31. priesthood of Augustus: Augustus, the first Roman emperor, received divine honours in his lifetime and continued to have his own cult in Rome and elsewhere after his death. As Nicopolis had been founded by Augustus himself after his victory over Antony, his cult was especially prominent in Epictetus’ hometown, and the priesthood of Augustus was an important public office. The priest had to lay out his own money to perform the essential functions of sacrifice, etc.
32. once he has identi
fied our good with the shell: Cf. I 20, 17.
33. we who supposedly… our children?: Epicurus (341-271 bc) maintained that pleasure, especially bodily pleasure, was humanity’s chief good and denied that there was any natural affection between parents and children.
34. Mouse: (Mus in Greek), the pet name of one of Epicurus’ household slaves, liberated by the terms of his will (Diogenes Laertius, Lives of the Philosophers X 10 and 21).
35. exposed: A euphemism for the ancient practice of infanticide.
36. Diogenes: This is Diogenes the Cynic.
37. I’ll wear the ordinary toga now: The broad hem distinguished the senator’s toga, the narrow hem was reserved to the class of knights (equites) at Rome, and the unadorned toga was what the common person (or pleb) wore, so that this sequence of commands outlines a gradual loss in rank.
38. ‘Deck the palace halls… receive me’: The first citation is from a choral ode of an unknown play; the second is line 1390 of Sophocles’ Oedipus the King.
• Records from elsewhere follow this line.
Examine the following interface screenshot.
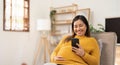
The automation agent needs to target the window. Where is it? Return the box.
[3,0,29,32]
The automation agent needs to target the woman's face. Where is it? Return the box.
[74,20,87,36]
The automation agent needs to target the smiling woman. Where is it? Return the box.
[3,0,29,32]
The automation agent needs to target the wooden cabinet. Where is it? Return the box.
[51,4,90,35]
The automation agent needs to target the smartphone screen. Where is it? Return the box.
[72,38,79,48]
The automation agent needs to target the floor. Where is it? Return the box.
[115,45,120,65]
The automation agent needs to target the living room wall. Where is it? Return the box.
[0,0,120,65]
[51,0,120,27]
[0,0,50,65]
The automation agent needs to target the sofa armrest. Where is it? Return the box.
[92,32,117,65]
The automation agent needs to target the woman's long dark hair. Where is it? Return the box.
[65,15,90,42]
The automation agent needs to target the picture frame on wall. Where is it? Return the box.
[76,8,90,21]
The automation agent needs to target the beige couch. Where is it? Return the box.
[49,32,117,65]
[92,32,117,65]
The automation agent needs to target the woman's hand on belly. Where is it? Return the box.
[54,56,65,61]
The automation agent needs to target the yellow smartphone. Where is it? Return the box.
[72,38,80,48]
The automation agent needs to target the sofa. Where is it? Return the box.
[91,32,117,65]
[47,32,117,65]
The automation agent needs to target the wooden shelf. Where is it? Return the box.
[55,11,76,15]
[53,20,72,25]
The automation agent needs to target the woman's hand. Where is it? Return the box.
[72,44,85,57]
[54,56,65,61]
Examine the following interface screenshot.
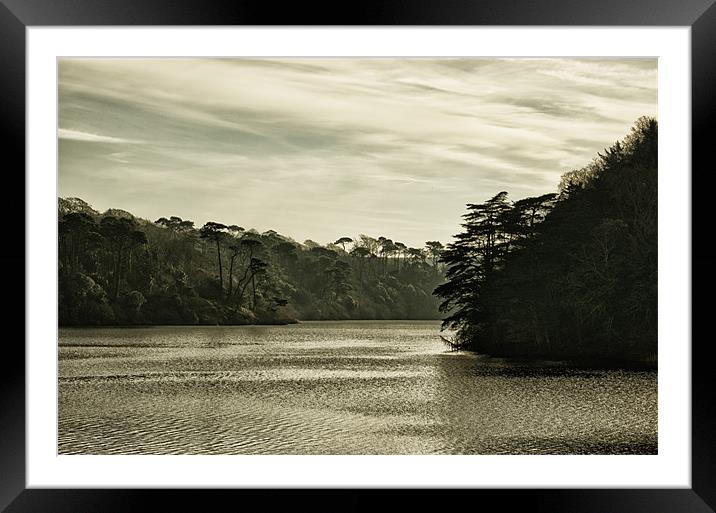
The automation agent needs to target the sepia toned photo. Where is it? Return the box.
[58,57,658,455]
39. The chief thing… the door is open: Cf. I 25, 18.
40. At the Saturnalia… convention: Play-acting, including the naming of a mock king to preside over the festivities, was a defining feature of the Roman holiday of Saturnalia.
41. The way we handle… behaviour: Cf. I 29, 39-41.
42. there is another who won’t let me: Cf. I 30, 1.
43. Gyara: (Or Gyaros), a barren island in the Aegean Sea that during the early Principate served as a place of penal exile.
44. the Pyrrhonists and the Academics: Cf. I 5; the Pyrrhonists and Academics of Epictetus’ day were Sceptic philosophers who argued that it was impossible for anything to be known with absolute certainty.
45. I will go… to gain it: A paraphrase of Homer, Iliad 12. 322-8.
46. convention: ‘Convention’ (sunetheia) in this context means normal (complacent) reliance on the senses as a guide to everyday behaviour.